Sorting takes O(NlogN) so how it is O(N^2logN)??. What we miss here is that comparison of two strings is not O(1); in worst case, it takes O(N). So the final complexity is O(N^2logN).

Is this correct? I had always assumed that sorting was always O(NlogN) but now I feel a little thrown off because it has become O(N^2logN).

If someone could explain why it's O(N^2logN) that would be great.

Edit: quote taken from here: https://www.hackerrank.com/challenges/string-similarity/topics/suffix-array

回答1:

Think of it this way.

When you are sorting numbers, to detect which number is bigger, you need only 1 comparison.

But when sorting strings, to detect which string is bigger, at times you need to compare all the characters of the string (i.e comparing hello and hella would need 5 char comparisons).

So in that case, every string comparison would take time that is directly proportional to the length of the strings. If the length is consistent, (suppose l), then the complexity would become O(l*nlogn)


Do not get confused between n and l. In any time complexity, n would stand for the number of inputs. In your case, complexity will be O(n^2logn) only when the length of the strings are also n.

Otherwise, taking the length of the strings as l, complexity would be O(l*nlogn)



回答2:

You extracted that quote out of context; it's worth putting it back into context to understand what's going on.

The context is that we start with some string S of length N, and wish to sort the set of all possible suffixes of that string.

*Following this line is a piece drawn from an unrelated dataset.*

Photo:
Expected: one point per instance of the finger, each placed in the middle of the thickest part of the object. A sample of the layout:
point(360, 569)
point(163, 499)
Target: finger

There are N possible non-empty suffixes, one for each character position, and the average size of a string in that set is (N+1)/2 (since every length from 1 to N is equally likely.)

If we assume that the expected cost of comparing two strings of average length L is O(L), and the expected number of comparisons to sort N objects is O(N log N), and finally since L is (N+1)/2, we can see that the expected time to comparison-sort this particular set of strings is O((N+1)/2×N×logN) which simplifies to O(N2logN).

But the expected cost of comparing two strings of length L is not actually O(L), because it is generally the case that it is not necessary to look at every character position in two strings in order to compare them. It is sufficient to look at the characters until the first non-match is found. If the strings are randomly distributed in the universe of possible strings, then the expected number of characters which need to be examined is actually O(1) (by a simple probabilistic argument), although the worst-case cost is O(L).

In the case of quicksort (at least), there is a counter-balance, which is the tendency for comparisons in later phases of the quicksort to be between strings which are closer together. In this case, the number of characters needed to be examined tends to approach log N, which is the expected length of the longest common prefix between two consecutive strings in a sorted uniformly-distributed sample of N strings.

So the actual expected cost of the sort should be O(Nlog2N).

As a further complication, it is possible to modify the quicksort algorithm to track the LCPs of each partition, which might help restore the expected number of comparisons to something smaller than log N.

(A similar argument can be applied to radix sort, which also eliminates the apparent O(L) term from the expected -- but not worst-case -- time. The cited article proceeds to provide a much better algorithm for the suffix tree problem, which avoids comparison-sorting.)